Presencia de rodingitas en las rocas de dique asociadas a gabros de la zona de Yaguaneque, Moa, Holguín

2014 
Ophiolitic rocks are found abundantly in the area of Yaguaneque, which is part of the Moa Baracoa massif. Dike rocks occur inside basic bodies (gabbro). Dike rocks contain tremolite-actinolite, chlorite, epidote, clinochlore and zoisite corresponding to green schist facies, indicating that metasomatic processes occurred in the basic rocks as well as retrograde metamorphism. Rodingites in association with gabbros occur in the form of lens or dikes in light color, with thicknesses varying from 30 to 70 cm and up to 1,1 m in length.
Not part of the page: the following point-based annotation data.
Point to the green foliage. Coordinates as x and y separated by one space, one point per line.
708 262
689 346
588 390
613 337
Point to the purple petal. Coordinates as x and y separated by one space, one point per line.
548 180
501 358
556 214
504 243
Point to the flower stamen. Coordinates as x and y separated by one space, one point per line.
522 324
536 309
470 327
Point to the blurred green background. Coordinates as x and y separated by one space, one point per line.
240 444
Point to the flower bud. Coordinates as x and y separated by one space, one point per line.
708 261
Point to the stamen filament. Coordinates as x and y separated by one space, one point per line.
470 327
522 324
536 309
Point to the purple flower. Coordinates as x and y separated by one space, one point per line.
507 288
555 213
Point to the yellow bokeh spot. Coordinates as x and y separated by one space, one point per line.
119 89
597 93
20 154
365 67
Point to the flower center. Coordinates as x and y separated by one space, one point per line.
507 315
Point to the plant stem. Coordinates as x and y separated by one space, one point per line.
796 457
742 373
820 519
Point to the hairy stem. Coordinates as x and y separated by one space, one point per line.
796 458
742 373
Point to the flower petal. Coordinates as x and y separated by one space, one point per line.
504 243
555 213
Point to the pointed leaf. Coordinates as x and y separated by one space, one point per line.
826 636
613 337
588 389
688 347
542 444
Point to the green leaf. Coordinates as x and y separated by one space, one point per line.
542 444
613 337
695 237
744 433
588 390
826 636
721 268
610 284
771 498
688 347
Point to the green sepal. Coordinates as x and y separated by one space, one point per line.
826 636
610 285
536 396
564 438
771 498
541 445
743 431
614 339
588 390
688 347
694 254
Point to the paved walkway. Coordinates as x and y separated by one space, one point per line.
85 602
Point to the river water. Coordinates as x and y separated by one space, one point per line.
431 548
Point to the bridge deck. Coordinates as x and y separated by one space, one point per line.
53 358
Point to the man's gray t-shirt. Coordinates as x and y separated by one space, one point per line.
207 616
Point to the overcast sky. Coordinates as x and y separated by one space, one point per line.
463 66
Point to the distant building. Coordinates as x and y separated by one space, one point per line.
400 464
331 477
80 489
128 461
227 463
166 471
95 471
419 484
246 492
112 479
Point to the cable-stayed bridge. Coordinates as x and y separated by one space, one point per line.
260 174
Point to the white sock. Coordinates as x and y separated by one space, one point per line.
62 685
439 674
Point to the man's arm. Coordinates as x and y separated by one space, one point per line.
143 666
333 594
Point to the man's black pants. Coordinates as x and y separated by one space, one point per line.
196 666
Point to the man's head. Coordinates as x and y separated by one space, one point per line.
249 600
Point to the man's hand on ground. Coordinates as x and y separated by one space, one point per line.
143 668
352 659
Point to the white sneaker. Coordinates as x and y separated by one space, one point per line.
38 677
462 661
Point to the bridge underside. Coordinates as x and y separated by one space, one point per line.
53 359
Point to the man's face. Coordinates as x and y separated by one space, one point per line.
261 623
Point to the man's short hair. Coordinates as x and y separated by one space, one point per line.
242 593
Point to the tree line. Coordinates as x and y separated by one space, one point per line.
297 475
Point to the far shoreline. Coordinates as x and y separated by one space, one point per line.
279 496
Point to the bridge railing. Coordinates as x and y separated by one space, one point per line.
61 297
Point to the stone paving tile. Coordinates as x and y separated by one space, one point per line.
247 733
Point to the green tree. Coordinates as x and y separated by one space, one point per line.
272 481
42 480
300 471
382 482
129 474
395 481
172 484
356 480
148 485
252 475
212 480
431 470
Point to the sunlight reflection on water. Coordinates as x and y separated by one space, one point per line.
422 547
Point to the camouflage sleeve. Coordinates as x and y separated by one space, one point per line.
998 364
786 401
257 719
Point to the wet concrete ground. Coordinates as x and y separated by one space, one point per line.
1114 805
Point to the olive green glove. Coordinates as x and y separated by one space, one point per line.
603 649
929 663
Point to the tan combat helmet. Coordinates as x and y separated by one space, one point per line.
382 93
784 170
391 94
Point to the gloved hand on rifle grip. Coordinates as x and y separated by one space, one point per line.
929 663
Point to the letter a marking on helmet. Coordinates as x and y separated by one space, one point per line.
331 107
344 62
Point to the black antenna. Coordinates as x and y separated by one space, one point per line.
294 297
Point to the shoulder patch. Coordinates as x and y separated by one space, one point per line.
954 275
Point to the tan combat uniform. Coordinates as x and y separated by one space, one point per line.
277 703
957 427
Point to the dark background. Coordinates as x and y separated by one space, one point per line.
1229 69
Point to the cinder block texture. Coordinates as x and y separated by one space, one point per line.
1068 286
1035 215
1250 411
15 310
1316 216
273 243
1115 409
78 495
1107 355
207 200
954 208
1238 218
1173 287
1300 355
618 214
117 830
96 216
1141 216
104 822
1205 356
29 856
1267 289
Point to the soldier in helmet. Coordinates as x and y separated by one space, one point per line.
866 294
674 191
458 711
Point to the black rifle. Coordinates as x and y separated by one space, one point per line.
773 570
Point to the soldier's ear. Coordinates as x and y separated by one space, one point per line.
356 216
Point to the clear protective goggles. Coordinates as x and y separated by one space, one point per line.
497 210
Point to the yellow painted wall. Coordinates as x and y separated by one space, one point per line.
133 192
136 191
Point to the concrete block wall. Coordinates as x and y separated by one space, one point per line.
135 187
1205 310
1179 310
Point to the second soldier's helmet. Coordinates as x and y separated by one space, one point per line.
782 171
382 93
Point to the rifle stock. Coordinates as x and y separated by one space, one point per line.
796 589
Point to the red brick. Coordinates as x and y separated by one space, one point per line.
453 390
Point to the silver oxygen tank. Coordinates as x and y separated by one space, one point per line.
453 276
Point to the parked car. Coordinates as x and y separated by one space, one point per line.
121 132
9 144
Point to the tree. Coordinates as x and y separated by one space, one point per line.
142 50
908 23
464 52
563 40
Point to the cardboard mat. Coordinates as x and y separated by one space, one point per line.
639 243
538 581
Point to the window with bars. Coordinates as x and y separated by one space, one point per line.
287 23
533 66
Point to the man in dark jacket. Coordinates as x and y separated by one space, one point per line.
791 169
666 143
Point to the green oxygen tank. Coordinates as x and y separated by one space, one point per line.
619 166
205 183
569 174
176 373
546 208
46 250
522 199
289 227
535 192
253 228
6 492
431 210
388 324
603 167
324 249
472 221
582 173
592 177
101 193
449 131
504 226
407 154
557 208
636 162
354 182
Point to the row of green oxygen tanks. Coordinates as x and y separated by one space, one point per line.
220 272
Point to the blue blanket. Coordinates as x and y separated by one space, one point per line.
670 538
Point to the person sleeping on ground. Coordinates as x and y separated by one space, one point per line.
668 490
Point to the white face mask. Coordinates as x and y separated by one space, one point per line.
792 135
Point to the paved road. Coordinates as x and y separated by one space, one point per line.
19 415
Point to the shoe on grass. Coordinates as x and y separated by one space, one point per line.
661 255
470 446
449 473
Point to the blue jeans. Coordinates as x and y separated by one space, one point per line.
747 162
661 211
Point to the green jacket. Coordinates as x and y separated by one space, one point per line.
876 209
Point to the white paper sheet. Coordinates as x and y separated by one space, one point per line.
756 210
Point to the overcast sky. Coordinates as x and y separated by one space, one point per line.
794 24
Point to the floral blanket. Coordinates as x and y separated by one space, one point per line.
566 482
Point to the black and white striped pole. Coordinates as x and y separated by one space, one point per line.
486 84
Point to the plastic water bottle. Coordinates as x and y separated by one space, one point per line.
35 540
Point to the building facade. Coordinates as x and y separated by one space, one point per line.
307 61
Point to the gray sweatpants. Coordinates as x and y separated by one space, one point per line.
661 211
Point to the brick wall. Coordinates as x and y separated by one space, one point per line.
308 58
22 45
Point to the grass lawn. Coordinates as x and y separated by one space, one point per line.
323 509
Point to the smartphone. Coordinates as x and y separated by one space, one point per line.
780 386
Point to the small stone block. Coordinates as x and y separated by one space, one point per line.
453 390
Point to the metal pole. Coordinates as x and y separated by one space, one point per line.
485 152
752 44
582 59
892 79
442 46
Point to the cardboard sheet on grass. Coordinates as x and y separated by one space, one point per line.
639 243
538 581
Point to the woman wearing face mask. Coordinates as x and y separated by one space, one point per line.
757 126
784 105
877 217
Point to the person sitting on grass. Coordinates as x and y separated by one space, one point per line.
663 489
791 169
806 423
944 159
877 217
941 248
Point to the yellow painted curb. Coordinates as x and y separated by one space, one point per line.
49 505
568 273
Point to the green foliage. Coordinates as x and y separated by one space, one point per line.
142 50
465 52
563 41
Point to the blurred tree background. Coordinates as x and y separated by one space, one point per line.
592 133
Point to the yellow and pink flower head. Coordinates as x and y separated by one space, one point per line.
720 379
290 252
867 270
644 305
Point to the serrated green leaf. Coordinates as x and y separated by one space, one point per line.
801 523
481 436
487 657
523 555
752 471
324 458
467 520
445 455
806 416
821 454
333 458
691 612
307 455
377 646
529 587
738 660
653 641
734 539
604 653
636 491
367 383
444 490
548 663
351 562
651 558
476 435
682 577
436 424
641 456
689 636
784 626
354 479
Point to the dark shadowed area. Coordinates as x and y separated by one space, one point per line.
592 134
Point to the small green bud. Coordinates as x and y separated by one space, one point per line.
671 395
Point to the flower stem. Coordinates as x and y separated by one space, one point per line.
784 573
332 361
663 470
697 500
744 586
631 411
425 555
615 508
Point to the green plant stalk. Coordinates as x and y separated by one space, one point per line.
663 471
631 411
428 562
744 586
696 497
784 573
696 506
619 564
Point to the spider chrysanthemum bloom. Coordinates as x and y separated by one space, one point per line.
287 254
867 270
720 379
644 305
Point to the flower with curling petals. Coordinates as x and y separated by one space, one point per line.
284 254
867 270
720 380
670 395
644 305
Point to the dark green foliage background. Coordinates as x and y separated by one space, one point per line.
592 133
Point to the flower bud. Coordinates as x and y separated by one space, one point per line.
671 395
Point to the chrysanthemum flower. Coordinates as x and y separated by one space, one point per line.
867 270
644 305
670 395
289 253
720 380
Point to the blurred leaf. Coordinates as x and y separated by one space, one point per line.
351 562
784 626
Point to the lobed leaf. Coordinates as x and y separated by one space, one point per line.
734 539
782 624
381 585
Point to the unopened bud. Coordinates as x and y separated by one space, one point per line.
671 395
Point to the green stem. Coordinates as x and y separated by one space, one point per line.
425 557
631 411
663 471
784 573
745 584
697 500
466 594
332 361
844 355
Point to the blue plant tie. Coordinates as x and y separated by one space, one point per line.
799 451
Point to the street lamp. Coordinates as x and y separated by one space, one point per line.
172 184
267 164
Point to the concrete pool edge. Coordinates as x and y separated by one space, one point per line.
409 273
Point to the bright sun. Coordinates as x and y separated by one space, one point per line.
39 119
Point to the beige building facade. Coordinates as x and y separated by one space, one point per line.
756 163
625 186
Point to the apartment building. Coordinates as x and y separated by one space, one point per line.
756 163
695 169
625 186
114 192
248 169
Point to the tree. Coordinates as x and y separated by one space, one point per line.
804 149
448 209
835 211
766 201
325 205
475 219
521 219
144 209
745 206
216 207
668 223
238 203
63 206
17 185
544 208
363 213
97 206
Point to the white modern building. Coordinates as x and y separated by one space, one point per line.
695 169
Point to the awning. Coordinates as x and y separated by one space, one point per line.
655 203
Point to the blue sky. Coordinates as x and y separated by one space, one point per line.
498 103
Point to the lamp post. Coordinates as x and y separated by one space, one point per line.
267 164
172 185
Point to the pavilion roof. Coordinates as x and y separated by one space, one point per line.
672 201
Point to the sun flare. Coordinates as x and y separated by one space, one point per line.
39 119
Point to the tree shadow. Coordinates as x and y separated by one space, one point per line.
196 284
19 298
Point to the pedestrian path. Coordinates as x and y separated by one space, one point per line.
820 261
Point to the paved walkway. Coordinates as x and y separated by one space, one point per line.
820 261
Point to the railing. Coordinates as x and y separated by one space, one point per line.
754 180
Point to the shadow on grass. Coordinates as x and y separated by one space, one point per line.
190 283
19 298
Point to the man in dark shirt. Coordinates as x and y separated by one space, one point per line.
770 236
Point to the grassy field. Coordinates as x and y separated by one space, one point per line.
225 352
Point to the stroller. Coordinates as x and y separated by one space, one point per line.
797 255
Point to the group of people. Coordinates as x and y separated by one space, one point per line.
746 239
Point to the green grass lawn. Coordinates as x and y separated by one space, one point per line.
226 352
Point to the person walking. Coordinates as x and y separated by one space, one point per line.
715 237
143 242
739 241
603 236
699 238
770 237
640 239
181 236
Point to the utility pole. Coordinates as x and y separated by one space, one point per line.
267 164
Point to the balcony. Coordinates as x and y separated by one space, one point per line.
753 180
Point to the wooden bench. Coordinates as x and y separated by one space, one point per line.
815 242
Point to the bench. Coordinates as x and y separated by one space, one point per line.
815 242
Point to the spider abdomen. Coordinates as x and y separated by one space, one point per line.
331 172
The mineralogical composition is: clinochlore, calcic amphiboles (tremolite-actinolite), zoisite, epidote and chlorite. It is inferred that these rocks are the product of calcic metasomatism, contemporaneous to the serpentinization of ultrabasic rocks in two events: the first one associated with hydrothermal metamorphism as evidenced by the preservation of magmatic textures, the second one, during the tectonic emplacement, under the P-T conditions associated with greenschist facies, which resulted in retrograde metamorphism where supposedly garnets were transformed into chlorites. Gabbros are box rocks having the following mineralogical composition: plagioclase (anorthite), clinopyroxenes (diopside) and subordinately, olivine which occurs in the shape of relictic grains with an alteration edge to chlorite.